Engineering apprentice, Kanesha Waldron of Ngāti Tūwharetoa - who lives in Eketahuna - came in to take up the challenge. "It's an intricate design and one of the biggest jobs I've ever done," she said. "It's been really cool to challenge me." Waldron works as part of a team, but did 90 per cent of the fabrication and welding, pulling a few long shifts to meet deadline and avoid any hold-up for the building progress.
Wolfreys said his building team is pleased and proud of Waldron's work. "For a young apprentice to be doing the work she has done, it's a real credit to her for her skills and determination," he said.
Waldron is an apprentice in heavy fabrication in her third year, working for Loaders Engineers and is studying at Weltec in Petone. "I love the job, learning heaps and love welding and fabricating," she said.
"It's a pretty male-dominated industry, I've only met two other women in six years that I've been engineering. More girls are getting encouraged to come into the trade.

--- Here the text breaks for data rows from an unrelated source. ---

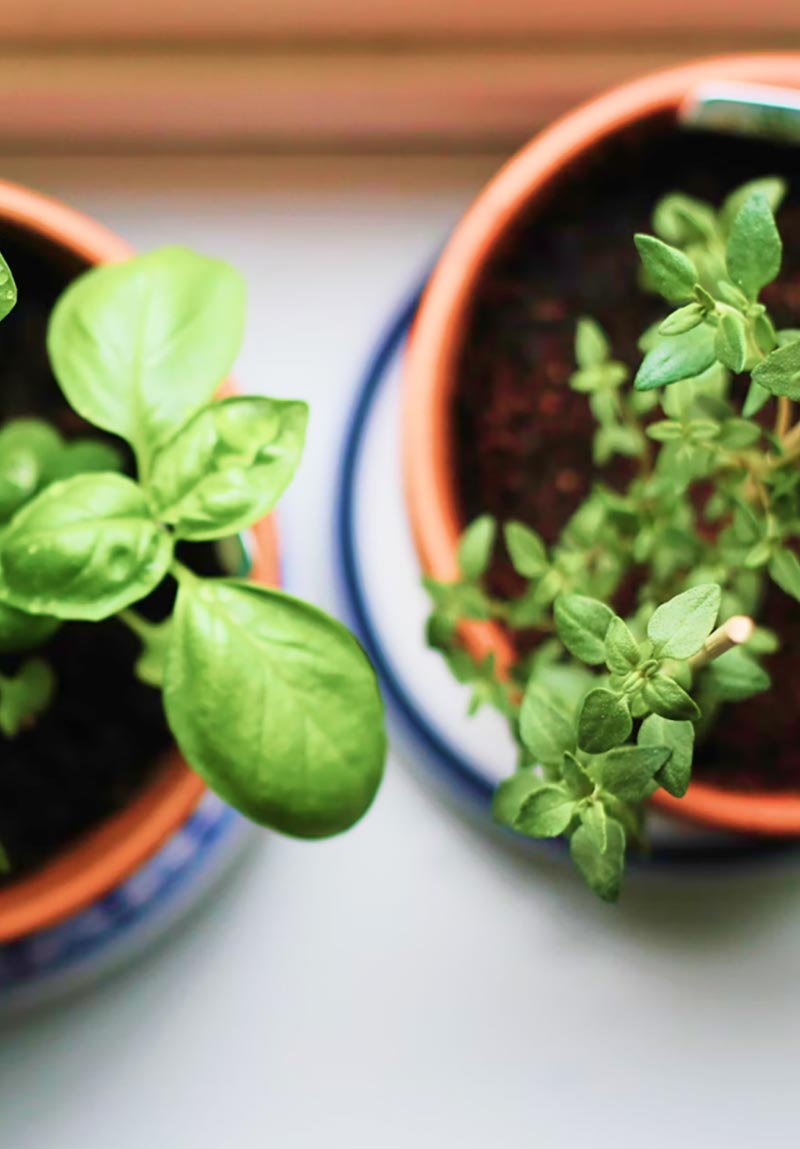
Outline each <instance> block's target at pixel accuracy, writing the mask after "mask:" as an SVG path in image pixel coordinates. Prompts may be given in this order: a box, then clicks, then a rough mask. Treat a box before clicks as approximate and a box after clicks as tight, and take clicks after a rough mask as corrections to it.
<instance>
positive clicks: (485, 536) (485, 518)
mask: <svg viewBox="0 0 800 1149" xmlns="http://www.w3.org/2000/svg"><path fill="white" fill-rule="evenodd" d="M495 534H497V523H495V522H494V519H493V518H492V516H491V515H482V516H480V517H479V518H476V519H475V522H474V523H470V525H469V526H468V527H467V530H466V531H464V533H463V534H462V535H461V540H460V542H459V570H460V571H461V575H462V577H463V578H466V579H477V578H480V576H482V575H484V573H485V571H486V569H487V568H489V564H490V561H491V558H492V548H493V547H494V537H495Z"/></svg>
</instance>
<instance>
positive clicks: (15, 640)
mask: <svg viewBox="0 0 800 1149" xmlns="http://www.w3.org/2000/svg"><path fill="white" fill-rule="evenodd" d="M60 625H61V624H60V622H59V619H57V618H48V617H47V615H26V614H25V611H24V610H17V609H16V608H15V607H9V606H8V604H7V603H5V602H0V654H7V653H14V654H15V653H17V651H20V650H30V649H31V648H32V647H37V646H41V643H43V642H46V641H47V639H48V638H49V637H51V635H52V634H54V633H55V631H57V629H59V626H60Z"/></svg>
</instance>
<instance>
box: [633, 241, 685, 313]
mask: <svg viewBox="0 0 800 1149" xmlns="http://www.w3.org/2000/svg"><path fill="white" fill-rule="evenodd" d="M633 241H634V242H636V246H637V250H638V252H639V257H640V260H641V263H643V265H644V268H645V271H646V273H647V277H648V279H649V280H651V283H652V284H653V286H654V287H655V290H656V291H657V292H659V293H660V294H661V295H663V296H664V299H666V300H668V301H669V302H670V303H683V302H685V301H686V300H691V299H692V296H693V294H694V285H695V284H697V282H698V278H699V277H698V269H697V268H695V267H694V264H693V263H692V261H691V260H690V257H689V256H687V255H685V254H684V253H683V252H679V250H678V249H677V247H670V246H669V244H664V242H662V241H661V240H660V239H656V238H655V237H654V236H641V234H639V236H634V237H633Z"/></svg>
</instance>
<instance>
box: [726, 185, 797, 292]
mask: <svg viewBox="0 0 800 1149" xmlns="http://www.w3.org/2000/svg"><path fill="white" fill-rule="evenodd" d="M782 257H783V244H782V241H780V236H779V234H778V229H777V226H776V224H775V216H774V215H772V210H771V208H770V206H769V202H768V201H767V198H766V196H764V195H763V194H762V192H759V191H756V192H753V193H752V194H751V195H748V196H747V199H746V200H745V201H744V203H743V205H741V207H740V208H739V210H738V213H737V215H736V217H734V219H733V223H732V224H731V231H730V236H729V237H728V249H726V255H725V259H726V263H728V270H729V272H730V276H731V279H732V280H733V283H734V284H736V285H737V286H738V287H741V290H743V291H744V293H745V294H746V295H747V298H748V299H755V298H756V296H757V294H759V292H760V291H761V288H762V287H766V286H767V284H771V283H772V280H774V279H775V278H776V276H777V275H778V272H779V271H780V261H782Z"/></svg>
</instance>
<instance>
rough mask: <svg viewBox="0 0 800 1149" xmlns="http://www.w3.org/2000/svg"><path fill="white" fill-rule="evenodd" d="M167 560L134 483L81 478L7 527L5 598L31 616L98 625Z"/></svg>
mask: <svg viewBox="0 0 800 1149" xmlns="http://www.w3.org/2000/svg"><path fill="white" fill-rule="evenodd" d="M171 557H172V543H171V540H170V538H169V535H168V533H167V532H166V531H164V530H163V527H161V526H160V525H159V524H157V523H156V522H155V520H154V519H153V516H152V514H151V510H149V507H148V504H147V499H146V498H145V494H144V492H143V491H141V489H140V487H138V486H137V484H136V483H132V481H131V479H128V478H124V477H123V476H122V475H106V473H103V475H82V476H77V477H76V478H74V479H64V480H63V481H61V483H54V484H52V485H51V486H49V487H46V488H45V491H43V492H41V494H39V495H37V496H36V499H33V501H32V502H30V503H28V504H26V506H25V507H24V508H23V509H22V510H21V511H18V514H17V515H16V516H15V518H14V520H13V522H11V524H10V526H9V527H8V529H7V530H6V532H5V534H3V537H2V540H0V562H1V564H2V579H3V584H5V585H3V587H2V596H3V599H5V601H6V602H8V603H10V606H13V607H16V608H17V609H20V610H24V611H28V612H30V614H32V615H53V616H54V617H56V618H76V619H78V618H83V619H89V620H93V622H97V620H99V619H101V618H107V617H108V616H109V615H115V614H116V612H117V611H120V610H122V609H123V608H124V607H128V606H130V603H132V602H136V601H137V600H138V599H144V597H145V595H146V594H149V592H151V591H153V589H154V588H155V587H156V586H157V584H159V583H160V581H161V580H162V578H163V577H164V575H166V573H167V569H168V566H169V564H170V561H171Z"/></svg>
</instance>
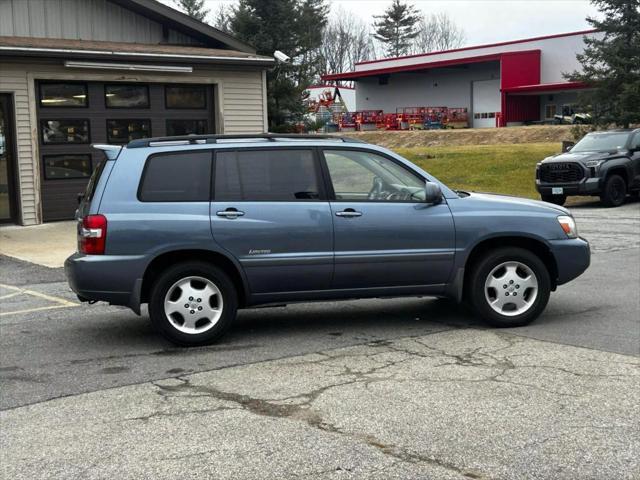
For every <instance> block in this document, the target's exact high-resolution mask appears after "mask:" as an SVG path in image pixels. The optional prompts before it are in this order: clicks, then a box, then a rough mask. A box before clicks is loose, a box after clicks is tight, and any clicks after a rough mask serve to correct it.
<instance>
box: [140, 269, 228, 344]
mask: <svg viewBox="0 0 640 480" xmlns="http://www.w3.org/2000/svg"><path fill="white" fill-rule="evenodd" d="M237 309H238V300H237V294H236V291H235V288H234V286H233V282H232V281H231V280H230V279H229V277H228V276H227V274H226V273H224V272H223V271H222V270H220V269H219V268H216V267H214V266H213V265H211V264H209V263H205V262H197V261H192V262H184V263H179V264H177V265H175V266H173V267H170V268H169V269H167V270H165V271H164V272H163V273H162V274H161V275H160V276H159V278H158V280H157V281H156V283H155V284H154V286H153V289H152V292H151V298H150V300H149V316H150V318H151V323H152V324H153V326H154V327H155V329H156V330H157V331H158V332H159V333H161V334H162V335H163V336H164V337H166V338H167V339H168V340H170V341H172V342H174V343H177V344H179V345H184V346H195V345H206V344H209V343H212V342H214V341H215V340H217V339H218V338H220V337H221V336H222V335H223V334H224V332H225V331H226V330H227V328H228V327H229V325H230V324H231V322H232V321H233V319H234V318H235V316H236V311H237Z"/></svg>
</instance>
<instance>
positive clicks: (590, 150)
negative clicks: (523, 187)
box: [536, 129, 640, 207]
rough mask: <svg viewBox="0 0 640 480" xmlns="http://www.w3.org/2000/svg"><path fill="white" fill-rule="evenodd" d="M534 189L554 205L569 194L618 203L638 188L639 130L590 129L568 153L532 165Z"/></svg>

I think I'm underestimated a lot, but I love being able to prove them wrong, especially with a project like the floor bearers for the education centre," she said.
Waldron's mother is one of the staff at Pūkaha, doing accounts and property management.
"We've only been held up for a couple of weeks with the weather, we've been fortunate to get the roof on before winter hits really hard," said Emily Court, general manager, Pūkaha National Wildlife Centre. "It's full steam ahead now, the progress should be really good after the momentous work on the floor bearers, which means being able to connect up three different wings of the education centre. It's a huge leap forward. Following an engineering review we are confident that the building is 100 per cent safe," she said.